Composto natural potencializa o tratamento para leucemia agressiva
A forscolina, um composto derivado de plantas, pode oferecer uma melhoria significativa nas terapias para uma leucemia altamente agressiva conhecida como leucemia mieloide aguda rearranjada por KMT2A (LMA KMT2A-r). Pesquisadores da Universidade de Surrey relatam que esta molécula natural pode desempenhar um papel valioso na melhoria dos resultados dos pacientes.

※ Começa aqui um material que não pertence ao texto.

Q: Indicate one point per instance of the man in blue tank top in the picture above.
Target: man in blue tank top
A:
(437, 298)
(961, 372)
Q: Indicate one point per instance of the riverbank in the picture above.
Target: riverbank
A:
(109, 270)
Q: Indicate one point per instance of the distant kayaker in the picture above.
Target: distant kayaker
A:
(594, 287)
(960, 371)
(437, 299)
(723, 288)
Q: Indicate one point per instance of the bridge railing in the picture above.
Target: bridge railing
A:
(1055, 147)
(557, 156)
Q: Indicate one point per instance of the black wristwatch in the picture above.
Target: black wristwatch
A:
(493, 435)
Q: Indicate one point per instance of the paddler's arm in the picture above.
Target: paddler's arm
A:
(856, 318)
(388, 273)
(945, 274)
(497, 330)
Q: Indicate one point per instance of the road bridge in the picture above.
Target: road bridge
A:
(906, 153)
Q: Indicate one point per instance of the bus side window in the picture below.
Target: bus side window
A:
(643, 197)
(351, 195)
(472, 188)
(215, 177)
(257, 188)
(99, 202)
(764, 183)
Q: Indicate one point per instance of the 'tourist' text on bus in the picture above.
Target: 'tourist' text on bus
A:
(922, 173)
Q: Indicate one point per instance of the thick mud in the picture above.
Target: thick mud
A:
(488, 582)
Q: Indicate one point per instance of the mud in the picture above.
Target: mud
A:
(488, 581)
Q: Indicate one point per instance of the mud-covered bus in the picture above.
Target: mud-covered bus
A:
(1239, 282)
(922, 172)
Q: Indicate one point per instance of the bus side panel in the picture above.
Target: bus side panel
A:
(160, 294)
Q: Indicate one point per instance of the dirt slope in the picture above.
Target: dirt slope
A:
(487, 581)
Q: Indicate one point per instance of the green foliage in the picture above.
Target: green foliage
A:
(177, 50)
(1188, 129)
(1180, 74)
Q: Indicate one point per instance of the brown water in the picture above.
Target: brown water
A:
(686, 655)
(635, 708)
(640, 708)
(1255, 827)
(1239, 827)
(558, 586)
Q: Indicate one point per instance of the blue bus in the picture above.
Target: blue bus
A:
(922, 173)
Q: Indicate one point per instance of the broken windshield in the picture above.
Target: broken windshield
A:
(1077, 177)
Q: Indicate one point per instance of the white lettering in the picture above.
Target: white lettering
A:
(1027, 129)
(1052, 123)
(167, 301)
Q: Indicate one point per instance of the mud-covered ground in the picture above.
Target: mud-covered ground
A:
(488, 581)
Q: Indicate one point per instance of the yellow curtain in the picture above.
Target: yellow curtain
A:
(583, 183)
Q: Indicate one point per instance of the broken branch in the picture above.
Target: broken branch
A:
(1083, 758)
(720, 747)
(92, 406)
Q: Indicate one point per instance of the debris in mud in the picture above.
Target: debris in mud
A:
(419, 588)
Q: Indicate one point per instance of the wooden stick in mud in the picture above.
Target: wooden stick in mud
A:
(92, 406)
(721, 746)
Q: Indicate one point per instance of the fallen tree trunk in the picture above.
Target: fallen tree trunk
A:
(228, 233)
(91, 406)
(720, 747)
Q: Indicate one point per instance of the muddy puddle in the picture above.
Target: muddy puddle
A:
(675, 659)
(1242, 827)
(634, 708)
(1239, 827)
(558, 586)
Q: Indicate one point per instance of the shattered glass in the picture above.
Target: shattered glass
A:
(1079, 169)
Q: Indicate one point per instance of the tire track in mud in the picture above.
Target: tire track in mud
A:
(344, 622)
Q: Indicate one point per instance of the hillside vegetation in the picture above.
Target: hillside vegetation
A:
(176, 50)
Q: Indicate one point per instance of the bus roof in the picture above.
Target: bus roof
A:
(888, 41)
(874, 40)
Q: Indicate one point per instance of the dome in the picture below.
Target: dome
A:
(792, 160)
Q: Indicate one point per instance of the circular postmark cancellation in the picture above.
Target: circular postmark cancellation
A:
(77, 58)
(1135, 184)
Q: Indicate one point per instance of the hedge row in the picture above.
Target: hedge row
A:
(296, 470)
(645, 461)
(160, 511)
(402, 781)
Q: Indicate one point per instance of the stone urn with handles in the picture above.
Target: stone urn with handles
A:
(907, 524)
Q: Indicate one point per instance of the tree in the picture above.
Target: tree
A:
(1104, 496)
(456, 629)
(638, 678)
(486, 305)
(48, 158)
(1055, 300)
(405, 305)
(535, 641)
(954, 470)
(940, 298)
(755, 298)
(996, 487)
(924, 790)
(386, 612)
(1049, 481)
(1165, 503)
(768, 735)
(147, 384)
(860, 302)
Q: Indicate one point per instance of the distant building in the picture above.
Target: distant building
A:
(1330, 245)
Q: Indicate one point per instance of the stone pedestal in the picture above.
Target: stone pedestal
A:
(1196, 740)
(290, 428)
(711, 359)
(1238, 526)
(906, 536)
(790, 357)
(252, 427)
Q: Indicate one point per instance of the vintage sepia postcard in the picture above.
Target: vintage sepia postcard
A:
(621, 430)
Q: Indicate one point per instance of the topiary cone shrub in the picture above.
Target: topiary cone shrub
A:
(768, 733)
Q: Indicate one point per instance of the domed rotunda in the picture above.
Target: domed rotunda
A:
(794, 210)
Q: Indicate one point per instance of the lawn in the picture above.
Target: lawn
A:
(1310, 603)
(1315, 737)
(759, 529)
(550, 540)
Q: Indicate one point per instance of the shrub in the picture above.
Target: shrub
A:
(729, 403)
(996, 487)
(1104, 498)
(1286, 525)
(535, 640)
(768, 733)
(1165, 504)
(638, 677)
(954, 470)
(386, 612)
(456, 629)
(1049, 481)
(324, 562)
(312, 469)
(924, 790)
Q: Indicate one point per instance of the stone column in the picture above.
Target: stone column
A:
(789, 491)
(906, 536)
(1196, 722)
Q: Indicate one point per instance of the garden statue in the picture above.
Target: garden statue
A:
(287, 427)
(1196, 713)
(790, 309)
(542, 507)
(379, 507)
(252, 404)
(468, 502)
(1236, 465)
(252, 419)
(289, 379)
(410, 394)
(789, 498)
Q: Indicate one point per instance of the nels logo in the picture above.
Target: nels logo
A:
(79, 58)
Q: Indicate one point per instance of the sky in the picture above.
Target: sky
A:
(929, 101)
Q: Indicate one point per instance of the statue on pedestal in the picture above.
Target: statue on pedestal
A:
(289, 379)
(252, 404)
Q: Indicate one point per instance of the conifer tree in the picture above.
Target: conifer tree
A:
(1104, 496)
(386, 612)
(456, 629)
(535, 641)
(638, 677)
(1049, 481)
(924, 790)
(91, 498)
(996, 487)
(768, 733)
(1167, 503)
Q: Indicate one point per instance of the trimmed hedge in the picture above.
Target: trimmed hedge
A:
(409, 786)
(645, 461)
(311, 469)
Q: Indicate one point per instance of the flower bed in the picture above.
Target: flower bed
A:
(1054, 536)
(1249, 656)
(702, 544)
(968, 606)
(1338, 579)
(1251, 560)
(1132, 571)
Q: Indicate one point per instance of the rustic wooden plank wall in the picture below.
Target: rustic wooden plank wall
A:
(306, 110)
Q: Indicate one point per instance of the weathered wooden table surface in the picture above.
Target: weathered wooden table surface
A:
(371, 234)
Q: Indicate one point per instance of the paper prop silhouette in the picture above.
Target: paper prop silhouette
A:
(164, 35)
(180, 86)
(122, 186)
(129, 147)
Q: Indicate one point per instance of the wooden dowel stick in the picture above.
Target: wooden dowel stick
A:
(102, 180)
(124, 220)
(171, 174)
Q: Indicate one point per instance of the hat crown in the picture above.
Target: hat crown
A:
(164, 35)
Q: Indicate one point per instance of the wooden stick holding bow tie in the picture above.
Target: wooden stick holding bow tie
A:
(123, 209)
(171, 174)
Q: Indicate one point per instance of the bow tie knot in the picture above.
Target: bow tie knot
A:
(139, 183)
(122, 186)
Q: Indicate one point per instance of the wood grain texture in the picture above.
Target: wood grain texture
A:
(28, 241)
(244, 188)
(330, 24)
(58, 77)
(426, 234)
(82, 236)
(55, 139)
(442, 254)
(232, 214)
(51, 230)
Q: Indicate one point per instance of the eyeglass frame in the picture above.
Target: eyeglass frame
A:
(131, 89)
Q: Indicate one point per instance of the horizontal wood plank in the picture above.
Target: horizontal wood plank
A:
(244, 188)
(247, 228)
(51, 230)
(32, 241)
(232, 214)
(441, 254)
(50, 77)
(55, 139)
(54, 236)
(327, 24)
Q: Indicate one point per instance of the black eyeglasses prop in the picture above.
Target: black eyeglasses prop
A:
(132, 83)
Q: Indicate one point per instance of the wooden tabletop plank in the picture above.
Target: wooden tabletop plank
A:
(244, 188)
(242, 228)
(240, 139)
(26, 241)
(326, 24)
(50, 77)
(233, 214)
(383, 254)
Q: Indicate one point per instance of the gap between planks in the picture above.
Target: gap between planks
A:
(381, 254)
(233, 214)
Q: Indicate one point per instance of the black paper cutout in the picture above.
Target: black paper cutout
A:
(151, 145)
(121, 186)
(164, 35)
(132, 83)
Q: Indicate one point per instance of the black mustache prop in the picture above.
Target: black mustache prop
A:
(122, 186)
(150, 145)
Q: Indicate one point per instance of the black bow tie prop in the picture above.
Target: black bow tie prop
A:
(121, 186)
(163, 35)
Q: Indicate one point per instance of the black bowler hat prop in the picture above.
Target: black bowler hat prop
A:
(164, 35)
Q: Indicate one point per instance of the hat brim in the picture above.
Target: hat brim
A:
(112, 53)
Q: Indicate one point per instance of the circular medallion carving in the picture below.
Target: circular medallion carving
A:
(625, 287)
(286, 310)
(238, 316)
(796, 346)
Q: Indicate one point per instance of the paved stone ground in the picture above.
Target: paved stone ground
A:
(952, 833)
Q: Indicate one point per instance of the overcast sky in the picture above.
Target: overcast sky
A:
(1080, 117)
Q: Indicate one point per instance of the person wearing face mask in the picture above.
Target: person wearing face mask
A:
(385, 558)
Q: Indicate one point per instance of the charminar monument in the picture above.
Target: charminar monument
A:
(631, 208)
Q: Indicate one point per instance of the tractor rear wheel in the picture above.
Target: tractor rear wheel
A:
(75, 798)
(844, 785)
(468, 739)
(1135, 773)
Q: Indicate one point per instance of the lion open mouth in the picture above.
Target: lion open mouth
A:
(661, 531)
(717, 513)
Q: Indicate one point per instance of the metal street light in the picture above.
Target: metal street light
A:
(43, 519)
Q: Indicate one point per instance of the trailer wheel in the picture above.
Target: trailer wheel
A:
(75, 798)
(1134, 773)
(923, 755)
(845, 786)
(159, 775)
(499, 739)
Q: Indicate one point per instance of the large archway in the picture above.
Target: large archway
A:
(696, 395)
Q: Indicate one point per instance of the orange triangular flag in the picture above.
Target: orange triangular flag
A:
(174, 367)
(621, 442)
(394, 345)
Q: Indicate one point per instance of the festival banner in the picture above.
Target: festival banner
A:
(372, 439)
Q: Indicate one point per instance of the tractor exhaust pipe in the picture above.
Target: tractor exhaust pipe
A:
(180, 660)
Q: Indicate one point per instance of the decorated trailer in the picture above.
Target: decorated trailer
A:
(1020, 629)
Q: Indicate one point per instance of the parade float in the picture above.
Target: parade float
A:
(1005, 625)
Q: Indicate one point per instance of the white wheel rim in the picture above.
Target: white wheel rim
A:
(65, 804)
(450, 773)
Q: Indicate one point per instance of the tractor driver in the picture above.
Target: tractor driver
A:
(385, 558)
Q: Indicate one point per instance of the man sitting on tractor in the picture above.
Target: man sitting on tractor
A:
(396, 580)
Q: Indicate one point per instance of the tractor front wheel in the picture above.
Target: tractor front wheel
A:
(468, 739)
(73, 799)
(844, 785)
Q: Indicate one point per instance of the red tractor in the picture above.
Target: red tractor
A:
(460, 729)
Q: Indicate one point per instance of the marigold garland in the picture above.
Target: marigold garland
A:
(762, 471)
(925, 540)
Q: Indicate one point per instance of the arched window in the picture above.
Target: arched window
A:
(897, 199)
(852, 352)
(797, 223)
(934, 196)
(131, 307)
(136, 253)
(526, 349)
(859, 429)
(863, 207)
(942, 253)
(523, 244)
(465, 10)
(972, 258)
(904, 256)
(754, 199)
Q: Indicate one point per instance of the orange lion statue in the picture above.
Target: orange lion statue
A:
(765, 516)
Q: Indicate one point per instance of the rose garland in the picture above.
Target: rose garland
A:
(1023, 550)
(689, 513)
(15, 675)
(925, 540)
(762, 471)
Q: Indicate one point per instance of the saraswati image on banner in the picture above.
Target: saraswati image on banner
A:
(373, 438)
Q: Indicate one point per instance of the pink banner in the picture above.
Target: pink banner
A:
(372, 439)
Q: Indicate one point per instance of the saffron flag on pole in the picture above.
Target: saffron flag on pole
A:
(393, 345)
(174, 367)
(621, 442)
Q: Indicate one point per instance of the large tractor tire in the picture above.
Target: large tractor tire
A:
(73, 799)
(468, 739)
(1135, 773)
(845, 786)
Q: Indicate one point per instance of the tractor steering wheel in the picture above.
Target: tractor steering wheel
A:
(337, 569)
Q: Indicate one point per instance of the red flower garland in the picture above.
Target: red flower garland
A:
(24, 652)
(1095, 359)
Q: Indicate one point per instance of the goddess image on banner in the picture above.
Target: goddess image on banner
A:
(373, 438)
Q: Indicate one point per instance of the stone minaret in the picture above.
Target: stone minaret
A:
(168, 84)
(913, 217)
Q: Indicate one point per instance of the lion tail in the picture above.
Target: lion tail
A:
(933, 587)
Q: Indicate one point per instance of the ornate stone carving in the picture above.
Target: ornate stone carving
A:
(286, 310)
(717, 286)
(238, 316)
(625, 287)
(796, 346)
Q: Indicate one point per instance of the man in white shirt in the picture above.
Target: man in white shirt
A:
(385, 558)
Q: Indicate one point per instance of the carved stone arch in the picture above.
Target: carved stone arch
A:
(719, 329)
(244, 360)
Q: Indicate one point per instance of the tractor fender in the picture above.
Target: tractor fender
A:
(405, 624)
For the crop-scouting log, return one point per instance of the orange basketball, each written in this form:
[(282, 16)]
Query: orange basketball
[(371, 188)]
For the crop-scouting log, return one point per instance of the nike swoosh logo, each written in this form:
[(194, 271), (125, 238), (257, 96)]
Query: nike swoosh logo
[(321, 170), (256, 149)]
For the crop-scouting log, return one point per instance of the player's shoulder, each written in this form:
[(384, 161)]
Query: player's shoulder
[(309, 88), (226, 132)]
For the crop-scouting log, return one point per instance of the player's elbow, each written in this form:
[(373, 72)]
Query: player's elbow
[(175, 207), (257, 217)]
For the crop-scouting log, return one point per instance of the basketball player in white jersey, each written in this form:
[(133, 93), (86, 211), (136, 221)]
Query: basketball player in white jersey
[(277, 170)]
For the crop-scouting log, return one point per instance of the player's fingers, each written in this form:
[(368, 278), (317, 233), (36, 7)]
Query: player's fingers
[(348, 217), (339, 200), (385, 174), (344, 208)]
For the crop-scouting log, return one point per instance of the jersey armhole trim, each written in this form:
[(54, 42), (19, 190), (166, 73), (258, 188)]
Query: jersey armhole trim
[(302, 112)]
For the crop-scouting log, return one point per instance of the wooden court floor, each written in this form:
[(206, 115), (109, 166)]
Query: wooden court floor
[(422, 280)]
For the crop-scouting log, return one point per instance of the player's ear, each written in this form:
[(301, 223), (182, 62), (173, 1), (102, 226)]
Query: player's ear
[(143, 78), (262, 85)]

De acordo com conclusões publicadas no Jornal Britânico de Farmacologiaa forscolina não apenas retarda o crescimento das células leucêmicas, mas também aumenta o desempenho dos medicamentos quimioterápicos. A equipe de Surrey descobriu que a forscolina ativa a Proteína Fosfatase 2A (PP2A) e reduz a atividade de vários genes ligados ao câncer (MYC, HOXA9 e HOXA10).
Composto Natural Melhora Muito a Sensibilidade à Quimio
O estudo também identificou um efeito notável e inesperado. A forscolina tornou as células AML KMT2A-r muito mais responsivas à daunorrubicina, que é uma opção de quimioterapia padrão. Esta melhoria não dependeu da ativação do PP2A. Em vez disso, a forscolina pareceu interferir com a glicoproteína P 1, uma proteína que as células cancerígenas utilizam para remover medicamentos quimioterápicos. Ao limitar a função da glicoproteína P 1, mais daunorrubicina permaneceu no interior das células leucêmicas, aumentando a força do tratamento.
Dra. Maria Teresa Esposito, professora sênior de Bioquímica na Universidade de Surrey, disse:
“Nossas descobertas destacaram um emocionante mecanismo de ação duplo para a forscolina. Ela não apenas tem efeitos antileucêmicos diretos, mas também atua como um poderoso intensificador da quimioterapia convencional. A combinação de forscolina com daunorrubicina pode levar a uma estratégia de tratamento mais eficaz, permitindo potencialmente doses mais baixas de quimioterapia e reduzindo os efeitos colaterais graves frequentemente associados aos tratamentos de LMA”.
Simon Ridley, Diretor de Pesquisa e Advocacia da Leukemia UK, diz:
“Estamos comprometidos em financiar pesquisas inovadoras e estamos orgulhosos de ter apoiado o trabalho do Dr. Esposito. A LMA é um dos tipos de câncer mais agressivos e mortais, e este estudo não apenas aprofunda nossa compreensão da LMA rearranjada por KMT2A, mas também abre a porta para tratamentos mais gentis e eficazes. Um trabalho como este é essencial se quisermos alcançar nosso objetivo de duplicar a taxa de sobrevivência de cinco anos para LMA na próxima década.”
Grande colaboração em pesquisa apoia descobertas
O trabalho foi financiado pela Leukemia UK e realizado através de uma ampla colaboração envolvendo cientistas da Universidade de Surrey, Universidade de Roehampton, Barts Cancer Institute-Queen Mary University of London, Great Ormond Street Institute of Child Health London-UCL e da Regulação Genômica, CRG Barcelona (Espanha).